In diesem Buch geht es eher um das davor. Die meiste Zeit handelt es darum, wie sie sich näher kommen, sich kennen - und lieben lernen. Das hat mir sehr gut gefallen. Es gab auch sehr lustige Momente, in denen sich Wills Freunde über ihn lustig machen, weil sie ihn so noch nie gesehen haben. Aber dann waren da diese Sachen, die mich wahnsinnig gemacht haben. Die beiden haben ständig aneinander vorbeigeredet. Dieses hin und her war mir bei Beautiful Stranger doch ein wenig zu viel des Guten. Er mag sie, sie mag ihn. Er sagt ihr, dass er sie mag, sie denkt das er denkt, er müsse das sagen und erklärt ihm das für sie „nur Spaß“ in Ordnung ist und sie gar nicht mehr möchte. Er tut so, als sei das in Ordnung und sie wird zickig deshalb. Also einmal hin und her hätte gereicht, aber es wurde leider irgendwann ein wenig nervig. Manchmal ist es besser, wenn man über seine Gefühle spricht und dabei bleibt. Nicht das es einfach wäre. Man möchte ja auch nicht Enttäuscht oder verletzt werden, aber es kann helfen.
Ich habe so lange auf den ersten Sex der beiden hin gefiebert, dass ich dann richtig enttäuscht vom eigentlichen Akt war.
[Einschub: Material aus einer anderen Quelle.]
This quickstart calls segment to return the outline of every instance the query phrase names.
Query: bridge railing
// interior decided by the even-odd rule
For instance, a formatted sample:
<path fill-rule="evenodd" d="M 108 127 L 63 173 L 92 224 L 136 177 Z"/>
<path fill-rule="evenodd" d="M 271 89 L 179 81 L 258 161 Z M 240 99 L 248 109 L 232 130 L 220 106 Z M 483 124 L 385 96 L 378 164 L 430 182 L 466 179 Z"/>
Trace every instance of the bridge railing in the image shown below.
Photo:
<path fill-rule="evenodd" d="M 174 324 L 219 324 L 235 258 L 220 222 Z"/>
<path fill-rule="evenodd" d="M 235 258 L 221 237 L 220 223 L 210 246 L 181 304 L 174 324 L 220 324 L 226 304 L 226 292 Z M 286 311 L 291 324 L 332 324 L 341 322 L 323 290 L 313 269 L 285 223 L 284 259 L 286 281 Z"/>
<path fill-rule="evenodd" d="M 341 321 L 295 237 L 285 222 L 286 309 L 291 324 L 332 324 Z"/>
Vorher hatte Hanna nie einen Orgasmus beim Sex mit einem Mann. Aber Will ist die reinste Granate. Sie kommt innerhalb von 30 Minuten gleich 3 oder 4 Mal. Ich kam bei den ganzen Orgasmen gar nicht mehr richtig mit....
Mal ehrlich. Natürlich erwarte ich nicht das in einem Erotikroman irgendetwas davon steht, das die Frau keinen Orgasmus bekommt und ich denke auch, das man mit dem richtigen Partner einen Orgasmus bekommen kann, oder mehrere. Das stelle ich gar nicht in Frage, aber ein wenig Realismus erwarte ich schon.
Schön ist es, das man die Charaktere aus den Vorbüchern wieder trifft, da Max, Sara, Bennett, Chloe und Will eine richtige Clique sind. Die Charaktere an sich haben mir sehr gut gefallen. Aber bei Beautiful Player muss ich ganz ehrlich sagen, dass mir die Vorgeschichte besser gefallen hat, als das, was kam, als es endlich losging mit der Erotik.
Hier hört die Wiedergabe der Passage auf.